Für viele Menschen im Landkreis Günzburg vergeht noch immer kein Tag, an dem sie sich nicht mit der Hochwasserkatastrophe im vergangenen Jahr beschäftigen. Auch unsere Frage der Woche drehte sich diesmal um die Erinnerungen und Eindrücke unserer Leserinnen und Leser zur Flutkatastrophe vom Juni 2024.
Für Ramazan Tunc ist die Ausfahrt Thannhausen der B300 Richtung Krumbach ein Ort, der ihn an das Hochwasser vor einem Jahr erinnert. „Jedes Mal, wenn ich da vorbeikomme, habe ich das Bild vor mir. Ich wohne neben der Tankstelle und habe bis zu mir das Wasser fließen gehört. Wie schnell alles gehen kann und man kann nichts tun, dagegen sind einem die Hände gebunden. Man sieht es im TV, liest es in Zeitschriften, aber wenn man erst selber davor steht, ist es ganz was anderes. Wie eine andere Welt. Dank der Zivilcourage vieler Mitbürger und Mitbürgerinnen wurde es gemeinsam behoben. Man kann es immer noch nicht glauben und in Worte fassen.“

Unterstützung und Hilfe beim Hochwasser im Kreis Günzburg bleiben in Erinnerung
Unter dem Titel „Wenn das Wasser kommt“ hat eine Leserin aus Günzburg, die anonym bleiben möchte, ihre Geschichte vom Jahrhunderthochwasser aufgeschrieben. „Am Wochenende des 1. Juni 2024 erlebten wir im Landkreis Günzburg ein Hochwasser, das niemand von uns je vergessen wird. Schon Tage zuvor stieg das Wasser – unaufhörlich, bedrohlich, scheinbar unaufhaltsam. Wir versuchten, zu retten, was noch zu retten war. Doch irgendwann mussten wir erkennen, dass wir nicht alles retten konnten. Dann kam der Moment, vor dem wir uns gefürchtet hatten: Die Feuerwehr forderte uns mitten in der Nacht zur Evakuierung auf. Wir mussten gehen – mit dem Nötigsten, in der Ungewissheit, was wir zurücklassen würden.
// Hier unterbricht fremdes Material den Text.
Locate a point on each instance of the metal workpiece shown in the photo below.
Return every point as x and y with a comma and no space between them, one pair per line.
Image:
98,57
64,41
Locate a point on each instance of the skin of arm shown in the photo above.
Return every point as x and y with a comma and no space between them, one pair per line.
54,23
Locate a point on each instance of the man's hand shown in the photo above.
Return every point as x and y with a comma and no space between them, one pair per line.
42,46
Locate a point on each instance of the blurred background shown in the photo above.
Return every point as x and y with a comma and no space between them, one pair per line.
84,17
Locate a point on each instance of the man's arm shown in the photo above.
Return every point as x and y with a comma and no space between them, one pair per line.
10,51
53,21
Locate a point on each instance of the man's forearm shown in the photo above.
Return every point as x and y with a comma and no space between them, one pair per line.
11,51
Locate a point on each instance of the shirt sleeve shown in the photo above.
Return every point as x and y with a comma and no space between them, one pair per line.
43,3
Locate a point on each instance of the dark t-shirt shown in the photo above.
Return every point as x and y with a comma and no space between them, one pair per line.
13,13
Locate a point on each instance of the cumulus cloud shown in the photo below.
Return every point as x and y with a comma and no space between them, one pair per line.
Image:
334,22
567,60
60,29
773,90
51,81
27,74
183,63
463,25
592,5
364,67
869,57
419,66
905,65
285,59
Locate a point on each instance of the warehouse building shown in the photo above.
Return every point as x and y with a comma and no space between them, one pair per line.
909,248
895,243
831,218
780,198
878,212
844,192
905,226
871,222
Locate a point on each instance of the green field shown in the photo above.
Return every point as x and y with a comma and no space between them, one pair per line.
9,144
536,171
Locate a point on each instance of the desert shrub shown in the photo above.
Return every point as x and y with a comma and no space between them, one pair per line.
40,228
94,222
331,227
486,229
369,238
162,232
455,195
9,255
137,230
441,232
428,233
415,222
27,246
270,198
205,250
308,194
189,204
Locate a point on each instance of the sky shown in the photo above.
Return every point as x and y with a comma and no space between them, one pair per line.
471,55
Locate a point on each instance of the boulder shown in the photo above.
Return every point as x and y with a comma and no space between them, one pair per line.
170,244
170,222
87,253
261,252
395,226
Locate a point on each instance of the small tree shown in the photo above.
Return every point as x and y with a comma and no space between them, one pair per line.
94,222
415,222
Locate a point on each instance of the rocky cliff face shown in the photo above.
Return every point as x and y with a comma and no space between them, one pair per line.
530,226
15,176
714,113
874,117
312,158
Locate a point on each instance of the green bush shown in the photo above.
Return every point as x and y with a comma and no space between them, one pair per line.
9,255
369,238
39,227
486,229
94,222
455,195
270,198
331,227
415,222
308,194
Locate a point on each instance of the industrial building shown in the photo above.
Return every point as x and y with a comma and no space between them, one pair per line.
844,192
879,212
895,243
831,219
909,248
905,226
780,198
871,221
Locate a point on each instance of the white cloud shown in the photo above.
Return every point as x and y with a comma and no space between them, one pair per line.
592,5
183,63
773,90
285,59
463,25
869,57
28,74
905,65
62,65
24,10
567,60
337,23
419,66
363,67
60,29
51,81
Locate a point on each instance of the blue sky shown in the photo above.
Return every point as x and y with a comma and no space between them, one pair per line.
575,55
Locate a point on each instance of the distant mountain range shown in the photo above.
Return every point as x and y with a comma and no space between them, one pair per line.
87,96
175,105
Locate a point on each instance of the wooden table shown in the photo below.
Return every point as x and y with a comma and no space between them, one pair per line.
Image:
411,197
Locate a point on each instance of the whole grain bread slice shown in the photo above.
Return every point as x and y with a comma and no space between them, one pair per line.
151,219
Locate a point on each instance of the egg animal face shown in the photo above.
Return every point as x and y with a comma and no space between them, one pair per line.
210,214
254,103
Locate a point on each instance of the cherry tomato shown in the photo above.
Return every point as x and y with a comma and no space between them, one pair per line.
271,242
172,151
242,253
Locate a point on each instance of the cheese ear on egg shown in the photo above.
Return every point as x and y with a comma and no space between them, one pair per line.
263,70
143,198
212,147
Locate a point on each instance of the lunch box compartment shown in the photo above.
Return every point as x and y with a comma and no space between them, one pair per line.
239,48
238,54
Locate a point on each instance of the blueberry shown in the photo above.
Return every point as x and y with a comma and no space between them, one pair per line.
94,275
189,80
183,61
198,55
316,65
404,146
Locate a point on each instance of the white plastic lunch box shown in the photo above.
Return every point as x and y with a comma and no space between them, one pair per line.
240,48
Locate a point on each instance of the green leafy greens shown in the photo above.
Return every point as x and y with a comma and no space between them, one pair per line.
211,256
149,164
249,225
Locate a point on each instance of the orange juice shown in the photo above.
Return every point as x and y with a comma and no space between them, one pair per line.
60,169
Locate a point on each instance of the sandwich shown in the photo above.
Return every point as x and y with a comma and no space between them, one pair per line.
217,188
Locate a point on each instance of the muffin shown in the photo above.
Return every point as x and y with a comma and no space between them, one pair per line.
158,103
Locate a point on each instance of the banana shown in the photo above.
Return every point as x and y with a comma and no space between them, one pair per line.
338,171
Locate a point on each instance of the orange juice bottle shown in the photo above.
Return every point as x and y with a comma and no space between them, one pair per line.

Mein Zuhause am Kappenzipfel war zwei Wochen lang nicht erreichbar, weil die Straße durch eine gebrochene Brücke unpassierbar geworden war. Noch schwerer traf es meinen Freund, dessen kleines Häuschen auf dem Gries in Günzburg durch die Flut so stark beschädigt wurde, dass es im Februar 2025 abgerissen werden musste. Aber in all dem Schmerz, in all dem Chaos, ist etwas Großartiges geschehen: die Solidarität der Menschen. Allen voran die Schwabenhilfe aus Augsburg. Sie waren da, wenn andere schliefen, sie wachten, als Plünderer sich näherten, und sie schützten, wo es nötig war. Ohne sie wären viele Menschen verzweifelt.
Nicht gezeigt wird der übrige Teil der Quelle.